Sequencing resulted in demultiplexed sequencing data. For each sample, two files in fastq format were provided: one for the forward reads and one for the reverse reads. Using the DADA2 R-package, the quality of reads was checked. Forward reads were trimmed at base pair position 280, and reverse reads were trimmed at base pair position 200. DADA2 was used to learn error rates, followed by filtering, denoising, merging of paired reads, and constructing amplicon sequence variants (ASVs). Taxonomy was assigned to ASVs using the DADA2 package in combination with the Ribosomal Database Project (RDP) database (http://rdp.cme.msu.edu/index.jsp, accessed 2019).

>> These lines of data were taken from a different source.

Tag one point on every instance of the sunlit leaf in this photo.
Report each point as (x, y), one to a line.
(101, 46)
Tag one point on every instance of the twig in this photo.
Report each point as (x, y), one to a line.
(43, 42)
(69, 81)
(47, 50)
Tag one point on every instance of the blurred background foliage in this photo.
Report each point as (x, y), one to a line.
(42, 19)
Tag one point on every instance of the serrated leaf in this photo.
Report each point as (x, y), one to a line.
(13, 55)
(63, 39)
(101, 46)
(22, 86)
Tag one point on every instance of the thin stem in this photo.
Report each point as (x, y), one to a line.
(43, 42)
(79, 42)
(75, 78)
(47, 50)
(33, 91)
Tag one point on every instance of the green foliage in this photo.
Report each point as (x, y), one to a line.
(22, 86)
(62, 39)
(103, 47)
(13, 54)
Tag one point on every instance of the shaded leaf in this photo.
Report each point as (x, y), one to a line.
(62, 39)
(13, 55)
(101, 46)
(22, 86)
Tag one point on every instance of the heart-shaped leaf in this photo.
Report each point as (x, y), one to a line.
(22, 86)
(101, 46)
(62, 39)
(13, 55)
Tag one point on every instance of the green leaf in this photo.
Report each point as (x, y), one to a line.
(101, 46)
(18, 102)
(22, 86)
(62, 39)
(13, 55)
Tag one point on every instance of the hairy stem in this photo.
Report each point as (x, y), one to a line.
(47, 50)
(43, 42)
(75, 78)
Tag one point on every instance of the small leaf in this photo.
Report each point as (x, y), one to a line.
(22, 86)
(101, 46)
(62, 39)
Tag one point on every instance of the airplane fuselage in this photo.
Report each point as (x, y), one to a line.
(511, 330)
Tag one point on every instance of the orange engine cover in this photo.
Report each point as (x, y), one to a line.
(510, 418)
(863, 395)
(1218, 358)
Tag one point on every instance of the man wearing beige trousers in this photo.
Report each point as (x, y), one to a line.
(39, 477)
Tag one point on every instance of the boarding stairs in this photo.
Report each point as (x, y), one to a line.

The RDP data bases used where specifically formatted for DADA2 R-package and were the same versions found here https://zenodo.org/records/801828.

Normalization of ASV read counts, determination of alpha-diversity indices, and calculation of relative abundance for each taxonomic level were accomplished with Rhea. Significant differences in alpha-diversity indices and relative abundance of taxa between sample groups were determined by the Kruskal–Wallis Test with the Benjamini–Hochberg method for multiple comparisons where appropriate (independent tests > 20), followed by post hoc pairwise statistical analysis using the Dunn test. Beta-diversity between samples was analyzed by non-metric multidimensional scaling (NMDS) dissimilarity analysis, and global significant differences between sample groups were calculated by PERMANOVA using the Adonis function from the vegan R-package. The figures were constructed using the ggplot2 R-package.

4.1.10. Metabolite Analysis: (As Described Before [10])

Mass Spectrometric Measurements: Bile acid measurements were carried out with the AbsoluteIDQ Bile Acid Kit (Biocrates Life Sciences GmbH, Innsbruck, Austria) according to the manufacturer’s instructions. The liquid chromatography–mass spectrometry (LC-MS/MS) analysis was carried out by MRM acquisition on a Waters Acquity UPLC System coupled to a QTRAP 5500 mass spectrometer (AB Sciex, Marlborough, MA, USA). Data processing was performed with the provided quantification method Kit (Biocrates Life Sciences AG).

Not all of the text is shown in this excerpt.